Mulder deu um suave sorriso. Entendera.
Roçou-lhe então o rosto com a sua face.
Ela deixava-se deliciar os sentidos naquele roçar áspero, mas gostoso. Fechou os olhos. Aguardava mais carícias.
Mulder continuava tocando-lhe a pele no pescoço, suavemente, brandamente.
Descia mais, deslizando-a sobre o colo de Dana, que ele ia descobrindo ao abrir-lhe o robe e afastando-o de seu corpo.
Dana continuava à espera.
Era bom sentir aquela sensação. Causava-lhe um certo tremor de prazer em suas carnes.
Já com aquela face áspera, ele afagava-lhe os seios, enquanto a respiração tornava-se agitada, deixava-o quase tonto de desejo.
E ele ia dobrando os joelhos para prosseguir deslizando a face sobre a superfície branca e delgada daquele corpo pequeno de pé diante do seu, à mercê de sua boca ávida e de seu corpo sequioso à procura do dela.

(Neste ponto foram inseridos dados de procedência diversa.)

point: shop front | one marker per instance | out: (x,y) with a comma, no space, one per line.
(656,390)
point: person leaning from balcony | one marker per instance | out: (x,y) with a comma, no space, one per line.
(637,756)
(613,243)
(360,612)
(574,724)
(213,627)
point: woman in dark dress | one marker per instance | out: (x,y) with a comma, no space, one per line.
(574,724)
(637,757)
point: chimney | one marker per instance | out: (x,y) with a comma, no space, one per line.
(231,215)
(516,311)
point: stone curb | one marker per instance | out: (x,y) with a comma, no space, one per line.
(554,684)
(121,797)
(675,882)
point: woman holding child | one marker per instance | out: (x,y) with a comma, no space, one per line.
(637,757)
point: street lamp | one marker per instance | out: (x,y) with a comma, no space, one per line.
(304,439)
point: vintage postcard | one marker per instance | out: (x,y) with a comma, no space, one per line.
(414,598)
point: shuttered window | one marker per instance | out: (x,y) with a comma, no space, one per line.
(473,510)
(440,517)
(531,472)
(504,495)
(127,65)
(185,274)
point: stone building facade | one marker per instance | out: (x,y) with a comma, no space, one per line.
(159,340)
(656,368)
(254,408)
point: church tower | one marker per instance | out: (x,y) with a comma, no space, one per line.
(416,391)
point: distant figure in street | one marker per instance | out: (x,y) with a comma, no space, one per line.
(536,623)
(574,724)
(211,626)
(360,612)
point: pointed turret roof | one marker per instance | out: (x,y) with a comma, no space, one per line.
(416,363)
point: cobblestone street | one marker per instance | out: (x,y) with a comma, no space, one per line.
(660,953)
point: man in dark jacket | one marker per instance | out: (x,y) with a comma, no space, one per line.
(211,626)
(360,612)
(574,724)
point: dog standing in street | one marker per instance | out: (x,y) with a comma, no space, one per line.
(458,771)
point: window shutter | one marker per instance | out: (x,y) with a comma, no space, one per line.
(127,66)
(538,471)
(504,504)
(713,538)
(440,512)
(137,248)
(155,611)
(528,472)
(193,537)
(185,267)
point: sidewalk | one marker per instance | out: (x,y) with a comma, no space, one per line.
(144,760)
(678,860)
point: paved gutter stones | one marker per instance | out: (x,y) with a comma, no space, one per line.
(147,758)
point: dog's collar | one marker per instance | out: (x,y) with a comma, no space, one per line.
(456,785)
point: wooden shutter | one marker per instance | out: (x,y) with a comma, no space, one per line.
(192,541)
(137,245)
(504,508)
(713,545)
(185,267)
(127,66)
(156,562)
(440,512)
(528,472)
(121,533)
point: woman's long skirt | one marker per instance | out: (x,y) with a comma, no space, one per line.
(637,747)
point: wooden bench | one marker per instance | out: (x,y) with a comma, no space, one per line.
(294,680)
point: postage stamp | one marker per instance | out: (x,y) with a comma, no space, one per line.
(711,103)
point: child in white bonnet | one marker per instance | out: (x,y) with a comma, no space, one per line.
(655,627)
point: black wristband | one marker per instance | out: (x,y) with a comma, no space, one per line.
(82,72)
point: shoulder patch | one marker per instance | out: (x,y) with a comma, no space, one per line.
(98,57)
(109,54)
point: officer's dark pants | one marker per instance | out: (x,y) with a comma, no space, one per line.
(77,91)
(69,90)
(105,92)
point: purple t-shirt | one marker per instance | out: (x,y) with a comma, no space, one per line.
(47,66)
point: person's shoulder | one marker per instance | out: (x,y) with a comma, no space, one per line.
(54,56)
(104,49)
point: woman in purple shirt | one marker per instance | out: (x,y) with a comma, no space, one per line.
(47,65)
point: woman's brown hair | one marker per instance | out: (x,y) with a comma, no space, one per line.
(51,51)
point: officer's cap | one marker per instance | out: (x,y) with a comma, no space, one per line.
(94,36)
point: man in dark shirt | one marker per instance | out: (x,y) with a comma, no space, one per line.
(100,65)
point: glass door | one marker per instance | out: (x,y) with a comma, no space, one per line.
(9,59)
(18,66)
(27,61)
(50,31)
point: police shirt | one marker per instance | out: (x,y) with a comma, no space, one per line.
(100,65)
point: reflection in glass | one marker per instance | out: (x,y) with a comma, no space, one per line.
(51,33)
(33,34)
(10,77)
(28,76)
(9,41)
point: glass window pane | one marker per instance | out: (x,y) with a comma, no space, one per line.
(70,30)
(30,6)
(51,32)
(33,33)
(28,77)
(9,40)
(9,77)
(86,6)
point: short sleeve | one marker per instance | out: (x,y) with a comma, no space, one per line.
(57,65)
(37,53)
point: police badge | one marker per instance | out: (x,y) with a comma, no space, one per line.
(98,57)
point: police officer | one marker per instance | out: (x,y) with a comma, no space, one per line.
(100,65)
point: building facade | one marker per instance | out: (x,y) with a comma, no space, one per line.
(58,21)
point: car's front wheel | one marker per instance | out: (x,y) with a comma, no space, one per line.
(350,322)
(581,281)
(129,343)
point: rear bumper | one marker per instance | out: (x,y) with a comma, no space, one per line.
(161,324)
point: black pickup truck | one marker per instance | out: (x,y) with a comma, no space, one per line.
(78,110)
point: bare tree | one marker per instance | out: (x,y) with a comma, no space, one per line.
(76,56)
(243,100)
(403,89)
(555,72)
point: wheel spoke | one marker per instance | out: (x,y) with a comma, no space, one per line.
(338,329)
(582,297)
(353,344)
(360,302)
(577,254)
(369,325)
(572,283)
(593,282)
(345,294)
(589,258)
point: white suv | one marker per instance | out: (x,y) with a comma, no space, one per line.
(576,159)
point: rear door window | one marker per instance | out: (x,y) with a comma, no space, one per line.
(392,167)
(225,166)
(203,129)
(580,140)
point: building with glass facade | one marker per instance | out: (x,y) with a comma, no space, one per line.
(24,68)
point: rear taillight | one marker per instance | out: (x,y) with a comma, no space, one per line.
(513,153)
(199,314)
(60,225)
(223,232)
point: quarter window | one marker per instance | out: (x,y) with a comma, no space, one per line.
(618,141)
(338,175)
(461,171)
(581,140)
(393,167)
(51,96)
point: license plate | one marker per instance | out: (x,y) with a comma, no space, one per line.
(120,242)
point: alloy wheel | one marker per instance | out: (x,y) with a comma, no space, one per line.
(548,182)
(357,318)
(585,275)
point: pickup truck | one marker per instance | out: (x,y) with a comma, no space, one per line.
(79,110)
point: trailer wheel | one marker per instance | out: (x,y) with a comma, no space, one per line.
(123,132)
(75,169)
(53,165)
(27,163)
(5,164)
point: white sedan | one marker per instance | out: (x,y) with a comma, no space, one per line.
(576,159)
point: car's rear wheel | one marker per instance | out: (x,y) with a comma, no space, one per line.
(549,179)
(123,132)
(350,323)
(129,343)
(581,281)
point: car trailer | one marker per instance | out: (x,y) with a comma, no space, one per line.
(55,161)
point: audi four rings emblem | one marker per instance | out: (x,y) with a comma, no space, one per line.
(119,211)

O robe deslizou para o chão.
Mulder a tomou nos braços. Carregou-a para o quarto
- Mulder?
- Sim.
- Eu te amo muito, sabe?
- Sei.
- Não brinca. Falo sério.
Dana não permitiu, então, que ele continuasse ou quisesse dizer mais alguma coisa.
Apossou-se com sofreguidão daqueles lábios que a deixavam fascinada. Tentada mesmo!
Entregou-se totalmente àquele homem que era o seu amado. Sua vida.
Se alguma mulher já o possuira tempos atrás, isso então não tinha a menor importância.
Para que pensar nisso se era ela que o tinha naquele momento?
Se era ela que desfrutava da grandiosidade daquele amor?
* * *
- Daquele estonteante amor? - fala em voz alta, quase como num grito, saindo de seus pensamentos -E eu o perdi, agora! Eu o perdi... o perdi...!
O pranto que explode de seu peito a derrota neste momento, pensando no seu sofrimento.
Mas... tem que crêr num novo dia.
Com confiança! Pensar que até no impossível tem que acreditar!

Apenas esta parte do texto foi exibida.